DOMANDA: Come nasce ‘idea di questa performance? 
RISPOSTA: “Mi sono ispirata a storie ascoltate, lette nei libri o viste in vecchie fotografie. il primo cubo è dedicato all’A.C.A.I.T.  del passato, quando era un posto vivo e importante per l’economia della città. Sono rappresentate le donne dedite alla lavorazione del tabacco nella sala grande dell’opificio. L’una affianco all’altra, legate spesso anche da profonda amicizia, condividevano segreti e gioie, ma anche  dolori e preoccupazioni: la vita sacrificata a un lavoro duro e spesso soggetto a un controllo dispotico, gli scioperi e le manifestazioni di protesta culminate con 5 vittime.  Ad una di queste, Pietro Panarese, il ragazzino di soli 15 anni divenuto forse il simbolo delle morti di quegli anni, è dedicata una delle lastre del cubo”.

D. La città che lei ama dunque colta sospesa fra passato e presente…
R. “Nell’opera è raffigurata un’antica insegna di una tabaccheria, che è rimasta immutata nel tempo e ritroviamo tale e quale ai giorni nostri.

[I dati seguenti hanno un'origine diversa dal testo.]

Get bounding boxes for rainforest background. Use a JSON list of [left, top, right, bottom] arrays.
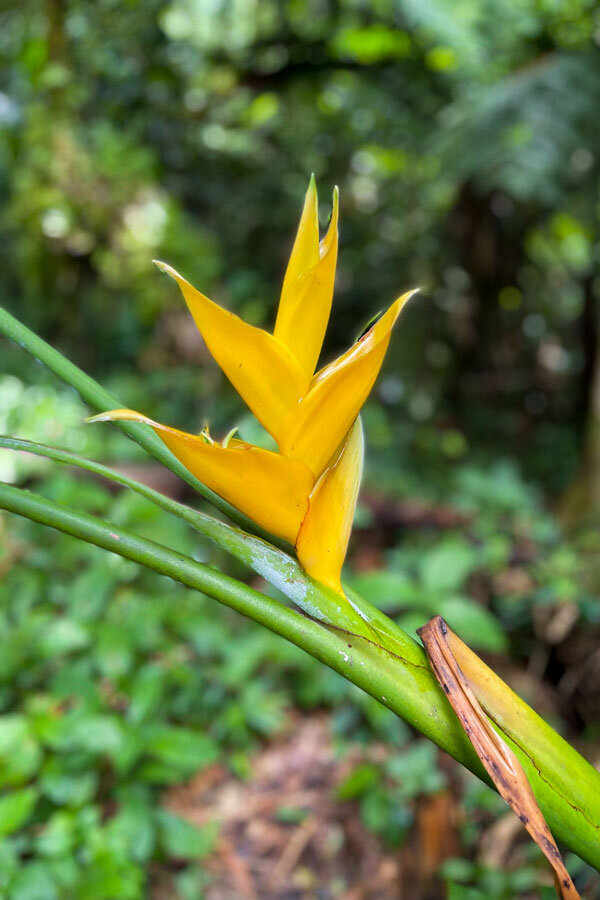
[[1, 1, 600, 898]]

Viene da pensare che, sebbene a Tricase il tabacco non si produca più, in molti Paesi del mondo, quelli più poveri, le condizioni dei lavoratori siano le stesse delle tabacchine di allora, nell’altro secolo”.

D. Nel secondo cubo osserva il tabacco mentre è ancora sulla pianta, al campo…
R. “Mostra il ciclo di lavorazione prima del suo arrivo al tabacchificio. Uomini e donne, ma anche bambini, ne raccoglievano le foglie e le mettevano al sole ad essiccare. Prima verde, poi gialla e infine marrone, la foglia cambia colore e da semplice pianta diventa un prodotto finito, che, oggi come allora, attrae ingenti interessi economici. Ma i tempi cambiano e quegli interessi che hanno dato lavoro a molte famiglie tricasine, ora si sono spostati verso posti dove il costo della manodopera è più basso”.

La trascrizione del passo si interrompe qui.